I have been blogging about the people and products behind what we call Proptech for over two years.

What is Proptech?

Glad you asked: it’s any piece of software like a website or app, or digital device like a 3D camera or even the smartphone in your pocket, that can be used in the world of property.

It is important to note that Proptech isn’t always helpful or successful. In fact, the Proptech graveyard is littered with many a fanciful idea.

It’s my personal view that many low-fee online agents will be among those fanciful ideas that were backed by too much investor cash and too little understanding of consumer needs.

If an agent tells you they’ll sell your home for less, they really are telling you they’ll sell your home for less.

In my opinion, the ones that will win will use technology to genuinely change people’s lives for the better – such as pricing property more accurately or solving the scourge of chains.

It’s a matter of ‘when’ with technology.

When genuinely useful technology is invented to help property professionals, many of you on the high street will find consumers expect a better customer experience; they’ll want to see, feel and use the same tech that helps you.

As a digital-only publication, it fits well that Property Industry Eye should be the first to present the latest gains and fails in the world of Property Tech.

I have a personal interest in the world of property: my first job was as a Saturday sales assistant at Hamptons in Wimbledon and I’ve grown up with a family-run lettings and management business based in south-west London.

Even from early days, I felt compelled to do more to help people: much of what we did was ‘traditional’.

We had our own stock to let and so did the 45 other agencies in Clapham Junction, which meant a renter’s best chance to find a home was to walk into every single agency, register, and hope for a phone call.

Rightmove, as we all know, is full of inaccuracy and phantom listings that we now know of as the #portaljuggling phenomenon.

I thought there had to be a better way for people to find a home, and for agency owners to serve their client landlords.

Turning to technology I came up with, launched and trialled a ‘lettings auction’ called Wigwamm.

Suffice to say it didn’t work out as I had envisaged.
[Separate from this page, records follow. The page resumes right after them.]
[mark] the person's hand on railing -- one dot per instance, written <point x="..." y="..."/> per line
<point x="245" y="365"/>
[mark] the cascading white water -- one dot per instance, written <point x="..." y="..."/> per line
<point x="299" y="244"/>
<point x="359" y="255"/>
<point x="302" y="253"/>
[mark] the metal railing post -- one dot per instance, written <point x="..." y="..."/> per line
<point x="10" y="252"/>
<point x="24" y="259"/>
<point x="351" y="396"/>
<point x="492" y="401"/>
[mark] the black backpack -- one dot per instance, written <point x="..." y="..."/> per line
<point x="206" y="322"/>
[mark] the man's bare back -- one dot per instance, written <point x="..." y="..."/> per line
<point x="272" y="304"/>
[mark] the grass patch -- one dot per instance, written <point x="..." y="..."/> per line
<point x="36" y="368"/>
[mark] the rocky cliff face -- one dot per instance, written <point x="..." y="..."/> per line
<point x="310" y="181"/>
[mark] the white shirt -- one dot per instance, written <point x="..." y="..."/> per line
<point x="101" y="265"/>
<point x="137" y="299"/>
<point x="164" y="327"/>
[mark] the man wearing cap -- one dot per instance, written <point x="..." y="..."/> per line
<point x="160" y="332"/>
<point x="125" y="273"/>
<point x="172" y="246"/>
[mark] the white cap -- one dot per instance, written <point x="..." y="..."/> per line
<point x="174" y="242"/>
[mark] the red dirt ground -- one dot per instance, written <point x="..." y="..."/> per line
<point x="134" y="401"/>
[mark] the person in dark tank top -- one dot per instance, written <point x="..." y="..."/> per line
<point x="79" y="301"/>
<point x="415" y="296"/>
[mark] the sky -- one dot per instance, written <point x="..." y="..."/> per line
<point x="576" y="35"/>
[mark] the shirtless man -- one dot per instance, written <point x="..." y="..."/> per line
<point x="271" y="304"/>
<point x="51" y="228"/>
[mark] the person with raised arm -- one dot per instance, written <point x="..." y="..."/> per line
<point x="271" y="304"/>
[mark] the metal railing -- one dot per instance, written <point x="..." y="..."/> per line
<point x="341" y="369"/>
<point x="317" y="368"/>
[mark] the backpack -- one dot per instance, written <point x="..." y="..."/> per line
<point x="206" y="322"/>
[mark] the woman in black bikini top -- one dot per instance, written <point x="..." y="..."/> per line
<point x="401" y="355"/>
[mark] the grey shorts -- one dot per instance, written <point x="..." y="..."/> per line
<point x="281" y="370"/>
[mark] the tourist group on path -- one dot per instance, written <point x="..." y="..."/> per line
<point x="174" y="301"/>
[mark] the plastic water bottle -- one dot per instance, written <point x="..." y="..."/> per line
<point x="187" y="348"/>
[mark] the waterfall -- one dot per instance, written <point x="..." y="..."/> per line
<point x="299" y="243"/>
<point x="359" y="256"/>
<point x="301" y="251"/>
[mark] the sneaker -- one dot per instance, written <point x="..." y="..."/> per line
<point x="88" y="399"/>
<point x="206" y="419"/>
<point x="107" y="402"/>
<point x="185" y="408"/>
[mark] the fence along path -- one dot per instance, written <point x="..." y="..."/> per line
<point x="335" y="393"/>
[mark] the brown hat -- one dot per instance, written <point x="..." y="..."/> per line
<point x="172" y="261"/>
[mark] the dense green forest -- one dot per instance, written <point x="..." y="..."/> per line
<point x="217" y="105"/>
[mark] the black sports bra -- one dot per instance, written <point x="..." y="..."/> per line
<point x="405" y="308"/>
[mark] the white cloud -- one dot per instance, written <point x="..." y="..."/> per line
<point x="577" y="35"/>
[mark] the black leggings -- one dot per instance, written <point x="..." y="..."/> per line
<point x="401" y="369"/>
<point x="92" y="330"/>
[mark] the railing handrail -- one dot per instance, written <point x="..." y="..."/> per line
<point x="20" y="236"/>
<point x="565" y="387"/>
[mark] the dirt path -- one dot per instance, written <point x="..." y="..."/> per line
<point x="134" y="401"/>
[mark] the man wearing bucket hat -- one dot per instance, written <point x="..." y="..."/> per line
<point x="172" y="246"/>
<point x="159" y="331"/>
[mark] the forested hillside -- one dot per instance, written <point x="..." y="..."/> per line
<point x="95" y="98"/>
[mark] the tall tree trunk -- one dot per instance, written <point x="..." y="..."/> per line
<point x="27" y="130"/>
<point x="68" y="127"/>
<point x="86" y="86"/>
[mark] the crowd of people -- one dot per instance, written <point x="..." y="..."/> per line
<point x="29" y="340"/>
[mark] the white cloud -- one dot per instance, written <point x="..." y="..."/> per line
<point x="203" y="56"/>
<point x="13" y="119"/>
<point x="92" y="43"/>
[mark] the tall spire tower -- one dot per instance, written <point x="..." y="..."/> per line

While in theory the process was great for agency owners, landlords and tenants, there is an army of lettings agents who would have to be appeased.

And with the prospect of not being needed in the future, they weren’t pleased.

Wigwamm, too, is in that aforementioned graveyard of fanciful ideas.

So with both a property agency and a Proptech background, I write about the intersection of property and technology with a critical eye.

I’ll be looking to share both technology that enables property professionals to provide a better service – what we are terming AgentTech – and those companies that are looking to disrupt the place of agents in the property transaction.

To those agents who are fans of technology, please share what you have been using and your experiences.

For those who aren’t technologies’ biggest fans, it would be great to hear what technology has been marketed your way and why you didn’t think it would fit with your business.